On May 4th, 2007 we will have Prof. Jiawei Han (the author of your textbook!) visiting our department.

 

Who is Dr. Han?
Jiawei Han
Database and Information Systems Research Lab.
Department of Computer Science
University of Illinois at Urbana-Champaign
www.cs.uiuc.edu/~hanj
 

Professor Jiawei Han has been working on research into data mining, data warehousing, database systems, data streams, spatial databases, and biological databases, with over 300 journal and conference publications. He has chaired or served in the program committees of major conferences and workshops in data mining and database systems. Besides serving on the editorial boards for several journals, he is the founding Editor-In-Chief of ACM Transactions on Knowledge Discovery from Data. He is an ACM Fellow and has received ACM SIGKDD Innovations Award (2004) and IEEE CS Technical Achievement Award (2005). His book "Data Mining: Concepts and Techniques" has been adopted by many universities worldwide.

 

1stt opportunity: Prof. Han will meet with students during my regular CS 530 class hours (10:00 - 11:00 a.m., Room: EPS 350) to answer some of students' questions. All students are encouraged to take a great advantage of this unique opportunity.
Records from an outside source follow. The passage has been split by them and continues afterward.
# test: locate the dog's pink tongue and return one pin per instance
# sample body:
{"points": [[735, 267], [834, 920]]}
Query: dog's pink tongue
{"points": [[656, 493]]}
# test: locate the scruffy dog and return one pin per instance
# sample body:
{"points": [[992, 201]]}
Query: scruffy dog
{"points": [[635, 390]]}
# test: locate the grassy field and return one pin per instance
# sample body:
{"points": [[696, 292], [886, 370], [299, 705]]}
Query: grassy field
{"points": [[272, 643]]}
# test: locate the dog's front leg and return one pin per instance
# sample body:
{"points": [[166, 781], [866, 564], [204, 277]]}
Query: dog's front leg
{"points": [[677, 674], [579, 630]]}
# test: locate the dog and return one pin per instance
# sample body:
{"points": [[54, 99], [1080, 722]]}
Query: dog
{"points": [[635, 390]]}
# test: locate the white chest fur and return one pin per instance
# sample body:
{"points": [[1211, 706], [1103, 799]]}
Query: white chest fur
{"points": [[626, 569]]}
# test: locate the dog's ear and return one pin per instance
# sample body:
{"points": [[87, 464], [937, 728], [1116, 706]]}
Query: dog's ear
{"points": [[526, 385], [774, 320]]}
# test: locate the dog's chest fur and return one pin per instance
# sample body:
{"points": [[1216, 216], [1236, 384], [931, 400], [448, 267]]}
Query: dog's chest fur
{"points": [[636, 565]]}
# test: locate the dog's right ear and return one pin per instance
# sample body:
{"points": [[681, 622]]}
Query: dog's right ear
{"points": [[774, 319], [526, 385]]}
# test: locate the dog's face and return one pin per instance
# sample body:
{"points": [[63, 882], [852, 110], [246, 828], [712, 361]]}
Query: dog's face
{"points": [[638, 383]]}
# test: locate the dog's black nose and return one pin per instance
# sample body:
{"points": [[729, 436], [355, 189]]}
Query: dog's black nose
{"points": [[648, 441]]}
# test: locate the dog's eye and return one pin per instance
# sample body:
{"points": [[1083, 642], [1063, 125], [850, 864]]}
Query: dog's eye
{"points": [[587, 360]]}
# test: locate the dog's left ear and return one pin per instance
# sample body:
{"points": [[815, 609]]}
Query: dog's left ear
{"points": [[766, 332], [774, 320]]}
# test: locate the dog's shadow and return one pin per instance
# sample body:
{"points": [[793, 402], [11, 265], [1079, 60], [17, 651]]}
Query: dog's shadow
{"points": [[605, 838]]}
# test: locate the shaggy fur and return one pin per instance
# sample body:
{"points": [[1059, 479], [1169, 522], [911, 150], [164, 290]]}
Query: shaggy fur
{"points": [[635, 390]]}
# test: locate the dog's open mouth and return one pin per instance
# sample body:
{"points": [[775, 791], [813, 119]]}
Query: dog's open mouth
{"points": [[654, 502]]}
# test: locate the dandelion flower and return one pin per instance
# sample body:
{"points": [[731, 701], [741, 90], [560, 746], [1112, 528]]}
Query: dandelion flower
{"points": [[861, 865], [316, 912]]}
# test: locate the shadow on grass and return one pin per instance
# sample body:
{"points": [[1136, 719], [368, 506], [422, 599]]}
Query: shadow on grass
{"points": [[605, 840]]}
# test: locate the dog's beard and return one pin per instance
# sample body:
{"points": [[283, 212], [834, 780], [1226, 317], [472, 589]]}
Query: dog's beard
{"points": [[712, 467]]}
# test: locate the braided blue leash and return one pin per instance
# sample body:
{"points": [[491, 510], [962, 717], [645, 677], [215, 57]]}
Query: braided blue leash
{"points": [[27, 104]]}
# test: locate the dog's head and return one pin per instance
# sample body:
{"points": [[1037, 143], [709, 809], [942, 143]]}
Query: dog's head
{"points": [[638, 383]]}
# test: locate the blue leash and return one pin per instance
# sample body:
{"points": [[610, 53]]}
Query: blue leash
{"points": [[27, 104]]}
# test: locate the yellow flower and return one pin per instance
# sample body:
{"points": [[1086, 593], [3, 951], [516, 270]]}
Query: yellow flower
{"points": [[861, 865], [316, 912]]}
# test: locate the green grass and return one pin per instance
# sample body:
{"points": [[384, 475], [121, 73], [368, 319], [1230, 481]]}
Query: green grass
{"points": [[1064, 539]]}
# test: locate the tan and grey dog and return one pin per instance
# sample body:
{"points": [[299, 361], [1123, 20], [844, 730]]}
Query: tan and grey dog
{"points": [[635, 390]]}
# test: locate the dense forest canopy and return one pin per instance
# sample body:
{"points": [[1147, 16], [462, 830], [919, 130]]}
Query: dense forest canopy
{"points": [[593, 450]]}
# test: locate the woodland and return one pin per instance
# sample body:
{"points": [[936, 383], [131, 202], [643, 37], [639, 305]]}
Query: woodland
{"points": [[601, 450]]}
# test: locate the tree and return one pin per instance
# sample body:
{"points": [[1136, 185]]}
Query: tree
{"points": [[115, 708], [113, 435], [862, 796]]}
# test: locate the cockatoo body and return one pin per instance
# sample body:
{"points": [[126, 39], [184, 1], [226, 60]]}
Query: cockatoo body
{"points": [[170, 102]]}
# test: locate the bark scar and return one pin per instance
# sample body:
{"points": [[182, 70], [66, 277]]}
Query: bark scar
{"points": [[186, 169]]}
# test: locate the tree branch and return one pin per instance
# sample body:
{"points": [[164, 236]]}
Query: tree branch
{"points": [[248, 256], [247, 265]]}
You will be given a chance to ask any types of questions to one of the most known specialists in the data mining area! Use it to your advantage! :)

 

2nd opportunity: Later, afternoon (3:10 - 4:00 p.m., Room: 101 Roberts Hall ) - Dr. Han will give a talk to the College of Engineering on:  Mining and Searching Graphs in Biological Databases
 

Here is the abstract of Dr. Han's talk:
Recent research on pattern discovery has progressed from mining frequent itemsets and sequences to mining structured patterns
including trees, lattices, and graphs. As a general data structure, graph can model complicated relations among data with wide
applications in bioinformatics. However, mining and searching large graphs in graph databases is challenging due to the presence of an
exponential number of frequent subgraphs.
In this talk, we present our recent progress on developing efficient and scalable methods for mining and searching of graphs in large
biological databases. We first introduce gSpan, an efficient method for mining all the frequent graph patterns in graph databases, by
extension of a depth-first frequent pattern growth method, developed in our previous research. Then we introduce CloseGraph, an
efficient method for mining closed frequent graph patterns. A graph g is closed in a database if there exists no proper supergraph of g
that has the same support as g. After that, we introduce a graph indexing method, gIndex and a graph approximate searching method,
grafil, both taking advantages of frequent graph mining to construct a compact but highly effective graph index and perform similarity
search with such indexing structures. These methods not only facilitate mining and querying graph patterns in massive biological
datasets but also claim broad applications in other fields, including DB/OS systems and software engineering.